Published on The Slant (http://www.theslant.net)

School Board Bans Foursquare From Recess

By Charlie Kesserling
Created Oct 7 2007 - 1:40pm

    In the wake of tag and dodgeball’s disappearance from playgrounds across the country, foursquare has come under attack. Yesterday, the school board of small town Kitsuck, Mo., announced a blanket ban of the popular schoolyard game and all related paraphernalia.
    “This ban isn’t an attempt to curtail bullying or unfairness. In fact, foursquare promotes cooperation and a friendly atmosphere on the blacktop,” said Millard White, Kitsuck’s school board superintendent. Rather, the board views the game as furthering the respective agendas of the square and four lobbies.

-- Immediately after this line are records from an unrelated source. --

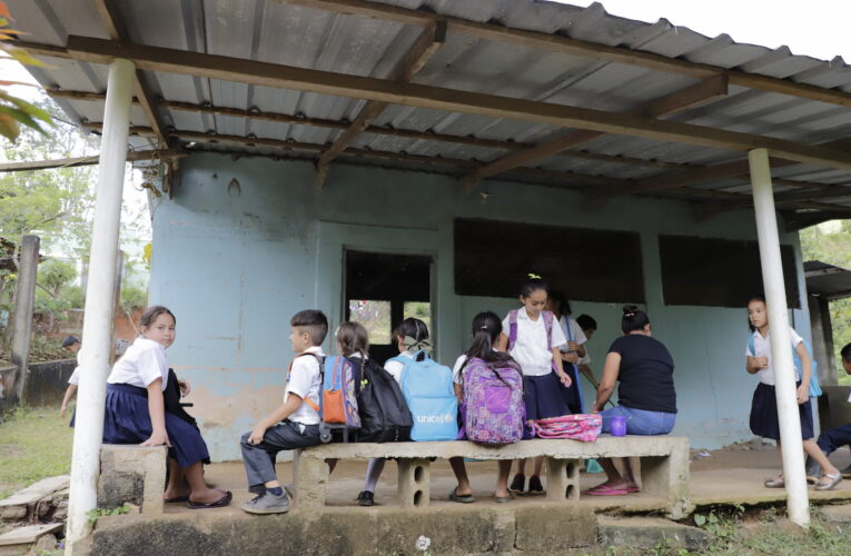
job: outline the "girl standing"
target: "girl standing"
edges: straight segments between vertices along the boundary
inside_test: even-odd
[[[567,340],[554,315],[544,309],[548,290],[548,286],[540,276],[530,275],[521,288],[519,301],[523,307],[511,311],[503,320],[497,347],[501,351],[507,351],[523,368],[523,401],[528,420],[560,417],[571,413],[561,387],[567,387],[572,383],[562,367],[560,350]],[[544,494],[541,484],[543,461],[542,457],[535,458],[527,494]],[[526,460],[521,459],[509,487],[511,492],[523,493],[526,483],[525,468]]]
[[[778,419],[778,401],[774,394],[774,369],[771,366],[771,340],[769,336],[769,312],[765,307],[765,298],[755,296],[748,302],[748,326],[753,339],[748,342],[748,357],[745,369],[751,375],[759,375],[760,384],[753,393],[751,403],[751,431],[763,438],[776,440],[780,448],[780,421]],[[815,484],[817,490],[831,490],[842,480],[839,473],[819,445],[813,440],[812,405],[810,404],[810,375],[812,373],[812,359],[807,351],[798,332],[789,328],[792,337],[792,349],[798,354],[801,368],[795,368],[795,390],[798,398],[798,415],[801,419],[801,436],[803,449],[808,456],[814,459],[822,468],[824,475]],[[785,481],[783,475],[764,483],[768,488],[783,488]]]
[[[175,315],[159,305],[142,314],[141,336],[107,378],[103,441],[168,446],[166,502],[186,502],[192,509],[227,506],[230,492],[209,488],[204,481],[204,464],[210,463],[210,456],[201,434],[165,408],[166,348],[175,341]],[[188,492],[184,478],[189,483]]]
[[[393,339],[396,340],[400,357],[413,359],[419,351],[424,351],[425,354],[432,351],[432,341],[428,339],[428,327],[418,318],[408,317],[403,320],[393,331]],[[384,364],[384,369],[389,373],[397,383],[402,383],[402,371],[405,370],[405,366],[402,363],[390,359]],[[385,459],[380,457],[369,459],[369,464],[366,468],[364,489],[357,495],[357,503],[360,506],[375,505],[375,486],[378,484],[378,478],[382,476],[382,471],[384,471],[384,461]]]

    “With so much emphasis being place on the number four — four sides, four right angles, four players — one has to wonder what happened to three and five,” White said. He added that such focus is hardly proportionate with four’s actual place in America. “Our system is base 10, we have five fingers on each hand, and marriage is between one man and one woman. Obviously, four is almost non-existent in the real world,” White said.

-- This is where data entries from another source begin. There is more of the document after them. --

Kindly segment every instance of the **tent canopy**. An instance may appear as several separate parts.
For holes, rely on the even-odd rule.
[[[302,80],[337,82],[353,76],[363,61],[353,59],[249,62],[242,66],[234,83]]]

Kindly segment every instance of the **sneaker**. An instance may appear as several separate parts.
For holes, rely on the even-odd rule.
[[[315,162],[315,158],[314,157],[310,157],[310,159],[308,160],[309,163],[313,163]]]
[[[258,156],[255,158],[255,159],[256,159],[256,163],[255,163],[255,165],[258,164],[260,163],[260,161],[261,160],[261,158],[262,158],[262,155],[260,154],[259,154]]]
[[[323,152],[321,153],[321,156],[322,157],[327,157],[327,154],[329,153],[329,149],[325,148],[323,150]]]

    According to the board, the prevalence of squares in such a game prevents educational progress. “Look at it this way. Kids are thinking creatively in class, coloring with crayons they’ve never used before, learning words that may or may not be altogether appropriate, and what happens when they get let out for recess? They start thinking inside the box, literally and therefore figuratively. They forget the ideals of keeping an open mind and challenging widely accepted truth, and simply try to hit a ball within the parameters dictated by their superiors,” said Julianne Travers, a school board and ACLU member.
    White expanded on the evils of abundant squares. “What about triangles? Circles? The elusive rhombus?”
    The decision has received unanimously negative reactions from the Kitsuck community. “If my boy Ricky wants to play with them foursquares, Ricky gonna play with them foursquares. That little Travers girl best look out if my boy ain’t done get his game back,” said Kerby Jackson, a Kitsuck resident.
    Residents have also raised the legality of such a ban into question. “The right to play foursquare is inherently guaranteed to our children by the United States Constitution and the statutes of the state of Missuouri,” said John Khitzruel, a concerned parent.
    School Board Bans Foursquare Khitzruel v. Kitsuck Board of Education is slated to be heard by Missouri’s Supreme Court by next July.